И вот в одну из таких зим, в первую зиму войны, со мной в столовой, когда я сидела над миской горячей баланды, случился глубокий обморок. Меня отнесли в медпункт, где врач, как потом мне рассказывали, тщетно пытался привести меня в чувство какими-то уколами. В обморочном состоянии я очутилась на Ветлосяне. Тамошние врачи констатировали летаргический сон, только через двое с половиной суток ко мне вернулось сознание.
Однажды произошло событие, которое вызвало интерес всех обитателей ОЛП. Специальным этапом к нам был доставлен красивый грузин средних лет, одетый в зеленую шелковую телогрейку. Видно было, что он на особом положении - его поместили не в барак, а в отдельную кабинку при мужском бараке. Все были заинтригованы, пошли разные слухи.
Оказалось, что это родной брат первой жены Сталина Александр Сванидзе (партийная кличка Алеша) крупный государственный деятель, член партии с 1903 года, представитель СССР в Лиге Наций, ученый-ориенталист.
Должно быть, лагерные власти немного побаивались одного из членов семьи Сталина: вдруг курс изменится тогда и спросят, как осмелились смешать такого человека с серой массой заключенных. Так что на общие работы Сванидзе не посылали.
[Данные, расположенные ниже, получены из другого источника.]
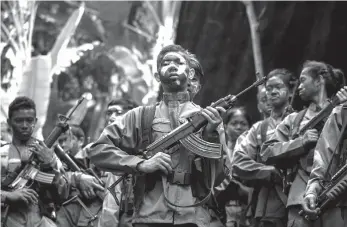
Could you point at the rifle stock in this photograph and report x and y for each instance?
(193, 124)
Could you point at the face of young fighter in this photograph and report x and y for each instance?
(23, 122)
(276, 91)
(263, 104)
(174, 72)
(308, 87)
(113, 111)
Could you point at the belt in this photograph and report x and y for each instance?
(179, 178)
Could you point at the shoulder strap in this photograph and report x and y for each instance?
(147, 118)
(263, 129)
(344, 113)
(297, 121)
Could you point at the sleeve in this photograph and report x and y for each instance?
(280, 147)
(62, 186)
(323, 153)
(117, 147)
(245, 165)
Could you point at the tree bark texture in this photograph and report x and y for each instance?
(290, 33)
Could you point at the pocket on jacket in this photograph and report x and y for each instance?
(161, 125)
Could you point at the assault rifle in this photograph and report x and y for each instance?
(333, 191)
(318, 121)
(185, 132)
(30, 171)
(73, 166)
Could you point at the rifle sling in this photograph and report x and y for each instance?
(112, 187)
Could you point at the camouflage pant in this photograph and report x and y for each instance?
(334, 217)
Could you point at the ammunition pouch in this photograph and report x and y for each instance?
(127, 206)
(179, 178)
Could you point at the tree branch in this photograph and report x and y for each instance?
(10, 38)
(33, 11)
(256, 45)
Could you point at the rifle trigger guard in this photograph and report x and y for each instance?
(201, 147)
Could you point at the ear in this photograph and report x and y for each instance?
(191, 73)
(320, 80)
(156, 76)
(81, 141)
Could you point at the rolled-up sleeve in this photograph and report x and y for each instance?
(244, 162)
(117, 147)
(324, 151)
(280, 146)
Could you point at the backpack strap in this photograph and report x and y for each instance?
(341, 142)
(297, 121)
(147, 118)
(263, 129)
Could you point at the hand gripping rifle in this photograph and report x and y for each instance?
(318, 121)
(336, 189)
(185, 132)
(30, 171)
(75, 168)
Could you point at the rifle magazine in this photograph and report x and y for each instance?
(201, 147)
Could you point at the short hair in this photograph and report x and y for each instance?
(77, 131)
(231, 112)
(334, 78)
(172, 48)
(195, 64)
(285, 75)
(21, 102)
(125, 103)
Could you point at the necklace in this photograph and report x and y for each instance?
(24, 155)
Он назвался финансистом (очевидно, имея в виду свою работу в Госбанке СССР), а раз финансист - то в финчасть ОЛП, работа в зоне. Но тут возникло непреодолимое препятствие : оказалось, что этот финансист государственного масштаба не умеет считать не только на арифмометре, но даже и на счетах. Тогда его сделали помощником каптера. Такую большую должность исполнял профессор Сванидзе в Ухт-Ижемлаге.
Единственный человек, с которым он общался на ОЛП, была я. Когда он узнал, что в женском бараке находится жена Семена Борисовича Жуковского, он пришел познакомиться со мной, чем поразил обитателей барака. Он рассказал мне, когда и где встречался с моим мужем, не стал скрывать, что его уже нет в живых, ибо формула «10 лет без права переписки» могла означать только одно. Дружба с Алешей Сванидзе немало подняла меня в глазах начальства и моих соседок по бараку.
Потом я встретилась с ним уже в больнице на Ветлосяне. Летом 42-го года разразилась эпидемия дизентерии. Заболела и я, в тяжелом состоянии попала в инфекционное отделение. Шансы на выздоровление были невелики: из отделения без конца выносили накрытых рогожей умерших.